A Trial of a Next Generation COVID-19 Vaccine Delivered by Inhaled Aerosol (AeroVax)

A Phase 2 Trial to Evaluate Safety and Immunogenicity of a Next-generation COVID-19 Vaccine Delivered by Inhaled Aerosol to Humans

The goal of this clinical trial is to study the safety of a new inhaled vaccine to prevent COVID infection and learn about the immune responses that are made in the lungs and the blood after vaccination. Participants will be randomized (like the toss of a coin) to receive the experimental vaccine or a placebo (a look-alike solution that contains no vaccine).

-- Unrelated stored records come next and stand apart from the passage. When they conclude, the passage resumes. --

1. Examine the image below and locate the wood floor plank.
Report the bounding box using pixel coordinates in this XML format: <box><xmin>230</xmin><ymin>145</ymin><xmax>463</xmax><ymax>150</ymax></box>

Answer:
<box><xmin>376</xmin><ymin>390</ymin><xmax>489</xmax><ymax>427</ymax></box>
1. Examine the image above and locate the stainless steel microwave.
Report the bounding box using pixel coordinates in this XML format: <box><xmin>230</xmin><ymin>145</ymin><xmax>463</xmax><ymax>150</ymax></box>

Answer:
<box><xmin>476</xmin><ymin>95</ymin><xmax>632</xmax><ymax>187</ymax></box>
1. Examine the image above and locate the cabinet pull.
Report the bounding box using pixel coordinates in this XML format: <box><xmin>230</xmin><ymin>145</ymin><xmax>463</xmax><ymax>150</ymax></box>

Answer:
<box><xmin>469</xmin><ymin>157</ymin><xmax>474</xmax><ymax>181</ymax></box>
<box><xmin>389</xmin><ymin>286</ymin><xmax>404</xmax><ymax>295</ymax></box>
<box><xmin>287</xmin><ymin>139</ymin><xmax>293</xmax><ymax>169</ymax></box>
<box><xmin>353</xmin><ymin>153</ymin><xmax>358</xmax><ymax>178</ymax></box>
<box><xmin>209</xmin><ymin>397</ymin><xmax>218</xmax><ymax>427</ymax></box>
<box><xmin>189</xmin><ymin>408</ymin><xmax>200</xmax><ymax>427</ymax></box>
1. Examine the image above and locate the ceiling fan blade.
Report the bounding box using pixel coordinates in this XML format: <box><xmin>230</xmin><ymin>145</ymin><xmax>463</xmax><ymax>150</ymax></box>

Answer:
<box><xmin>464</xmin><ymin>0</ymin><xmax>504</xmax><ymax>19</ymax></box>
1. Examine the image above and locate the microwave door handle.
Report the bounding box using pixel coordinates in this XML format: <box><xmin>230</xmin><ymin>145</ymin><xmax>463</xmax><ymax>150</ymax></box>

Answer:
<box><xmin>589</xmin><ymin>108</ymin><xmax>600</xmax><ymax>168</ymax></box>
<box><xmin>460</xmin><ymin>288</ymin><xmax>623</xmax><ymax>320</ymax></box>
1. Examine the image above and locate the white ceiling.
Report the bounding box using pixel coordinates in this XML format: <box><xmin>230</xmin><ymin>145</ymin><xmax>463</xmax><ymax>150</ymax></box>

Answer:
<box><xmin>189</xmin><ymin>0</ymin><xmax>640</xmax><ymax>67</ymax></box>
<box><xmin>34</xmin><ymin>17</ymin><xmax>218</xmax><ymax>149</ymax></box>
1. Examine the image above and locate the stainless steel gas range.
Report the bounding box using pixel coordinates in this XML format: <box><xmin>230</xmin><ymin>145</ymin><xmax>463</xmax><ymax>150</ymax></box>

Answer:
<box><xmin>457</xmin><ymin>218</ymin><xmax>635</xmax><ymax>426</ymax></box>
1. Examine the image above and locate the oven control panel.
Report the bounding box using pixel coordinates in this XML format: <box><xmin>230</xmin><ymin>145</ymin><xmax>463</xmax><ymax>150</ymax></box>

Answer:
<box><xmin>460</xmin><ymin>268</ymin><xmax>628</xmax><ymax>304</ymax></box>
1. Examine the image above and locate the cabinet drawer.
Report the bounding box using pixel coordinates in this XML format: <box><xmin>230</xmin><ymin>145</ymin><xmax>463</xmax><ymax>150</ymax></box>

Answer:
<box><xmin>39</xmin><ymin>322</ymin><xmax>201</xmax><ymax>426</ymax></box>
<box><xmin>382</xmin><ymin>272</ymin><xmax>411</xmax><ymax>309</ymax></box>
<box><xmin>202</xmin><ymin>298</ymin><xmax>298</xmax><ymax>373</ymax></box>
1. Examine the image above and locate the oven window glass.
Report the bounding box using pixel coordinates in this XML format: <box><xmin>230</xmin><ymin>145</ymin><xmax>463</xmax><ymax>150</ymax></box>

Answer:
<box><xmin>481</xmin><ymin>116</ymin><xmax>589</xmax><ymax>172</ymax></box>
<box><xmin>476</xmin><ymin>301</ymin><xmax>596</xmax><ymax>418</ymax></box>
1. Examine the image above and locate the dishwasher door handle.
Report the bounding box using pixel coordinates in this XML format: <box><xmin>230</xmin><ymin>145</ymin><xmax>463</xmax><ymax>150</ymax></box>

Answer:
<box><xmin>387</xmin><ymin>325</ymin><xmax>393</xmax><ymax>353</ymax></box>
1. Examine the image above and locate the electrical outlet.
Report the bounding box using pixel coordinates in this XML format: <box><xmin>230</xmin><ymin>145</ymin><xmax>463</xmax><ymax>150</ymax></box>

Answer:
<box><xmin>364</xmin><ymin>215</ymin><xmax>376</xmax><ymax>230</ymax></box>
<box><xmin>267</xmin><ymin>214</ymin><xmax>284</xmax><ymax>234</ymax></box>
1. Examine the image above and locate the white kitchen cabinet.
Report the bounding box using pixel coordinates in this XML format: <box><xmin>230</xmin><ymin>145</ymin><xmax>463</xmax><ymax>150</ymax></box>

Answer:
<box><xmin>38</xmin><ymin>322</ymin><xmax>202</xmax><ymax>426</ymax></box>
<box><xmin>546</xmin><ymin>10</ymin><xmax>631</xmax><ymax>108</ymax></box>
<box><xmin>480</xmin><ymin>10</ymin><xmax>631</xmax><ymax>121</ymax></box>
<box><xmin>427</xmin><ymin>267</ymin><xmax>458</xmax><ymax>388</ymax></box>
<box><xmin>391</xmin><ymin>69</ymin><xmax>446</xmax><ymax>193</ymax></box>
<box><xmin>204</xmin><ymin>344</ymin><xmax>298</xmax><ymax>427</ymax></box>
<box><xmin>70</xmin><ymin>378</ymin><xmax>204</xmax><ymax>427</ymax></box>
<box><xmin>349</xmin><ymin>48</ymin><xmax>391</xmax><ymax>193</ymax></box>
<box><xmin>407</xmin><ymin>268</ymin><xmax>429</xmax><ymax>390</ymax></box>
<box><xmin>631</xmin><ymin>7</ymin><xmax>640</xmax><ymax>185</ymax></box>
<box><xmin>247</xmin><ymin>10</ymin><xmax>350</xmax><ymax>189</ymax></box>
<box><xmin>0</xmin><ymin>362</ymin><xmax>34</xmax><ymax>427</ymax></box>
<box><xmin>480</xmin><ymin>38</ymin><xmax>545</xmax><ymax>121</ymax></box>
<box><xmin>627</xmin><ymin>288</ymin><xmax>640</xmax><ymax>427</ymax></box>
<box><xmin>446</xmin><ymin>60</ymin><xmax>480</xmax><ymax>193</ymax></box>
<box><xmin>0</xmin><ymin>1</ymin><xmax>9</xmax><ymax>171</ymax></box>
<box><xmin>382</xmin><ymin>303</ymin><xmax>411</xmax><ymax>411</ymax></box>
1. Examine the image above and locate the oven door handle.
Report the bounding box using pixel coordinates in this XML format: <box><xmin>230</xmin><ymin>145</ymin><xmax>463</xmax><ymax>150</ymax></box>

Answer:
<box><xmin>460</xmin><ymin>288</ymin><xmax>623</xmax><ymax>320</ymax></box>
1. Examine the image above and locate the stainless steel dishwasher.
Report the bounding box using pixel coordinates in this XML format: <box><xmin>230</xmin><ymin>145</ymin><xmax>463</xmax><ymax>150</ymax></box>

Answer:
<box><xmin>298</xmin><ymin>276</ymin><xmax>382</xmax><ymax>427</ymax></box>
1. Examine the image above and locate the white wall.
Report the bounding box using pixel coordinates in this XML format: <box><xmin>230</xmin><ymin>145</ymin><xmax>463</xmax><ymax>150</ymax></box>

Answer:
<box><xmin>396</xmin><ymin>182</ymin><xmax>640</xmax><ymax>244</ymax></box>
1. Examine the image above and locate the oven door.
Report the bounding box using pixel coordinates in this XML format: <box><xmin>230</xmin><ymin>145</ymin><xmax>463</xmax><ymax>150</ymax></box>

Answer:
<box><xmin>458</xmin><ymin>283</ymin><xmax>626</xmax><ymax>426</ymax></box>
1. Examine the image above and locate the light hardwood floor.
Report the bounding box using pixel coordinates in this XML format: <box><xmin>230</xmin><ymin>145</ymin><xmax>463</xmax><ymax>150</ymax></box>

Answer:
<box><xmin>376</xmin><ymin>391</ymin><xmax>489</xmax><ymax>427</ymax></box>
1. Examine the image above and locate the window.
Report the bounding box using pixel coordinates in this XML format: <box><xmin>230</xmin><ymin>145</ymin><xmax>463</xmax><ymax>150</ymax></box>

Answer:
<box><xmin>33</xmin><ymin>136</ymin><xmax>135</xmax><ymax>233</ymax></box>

To be in the study participants will have to have already had three doses of a messenger ribonucleic acid (mRNA) COVID vaccine and be generally healthy. Participants are given a single dose of the vaccine by breathing in a fine mist that goes directly into the lungs.

During follow-up participants will:

• visit the clinic for checkups and blood tests at 2, 4 and 8 weeks after vaccination
• report their symptoms for 24 weeks after getting the vaccine.

In some participants, the researchers will collect cells from the lung 4 weeks after vaccination (a test known as a bronchoscopy).

Study Overview

• Status: Recruiting
• Conditions: COVID-19 Infection
• Intervention / Treatment: Biological: ChAd-triCoV/Mac; Other: Control

Detailed Description

The global impact of the coronavirus disease 2019 (COVID-19) pandemic remains profound; COVID-19 continues to be one of the leading causes of death and hospitalization due to infectious disease, disproportionately affecting the elderly and immunocompromised. The continuous evolution of the virus has significantly challenged the effectiveness of first-generation and updated vaccination strategies. These variants of concern (VOCs) can evade neutralizing antibodies.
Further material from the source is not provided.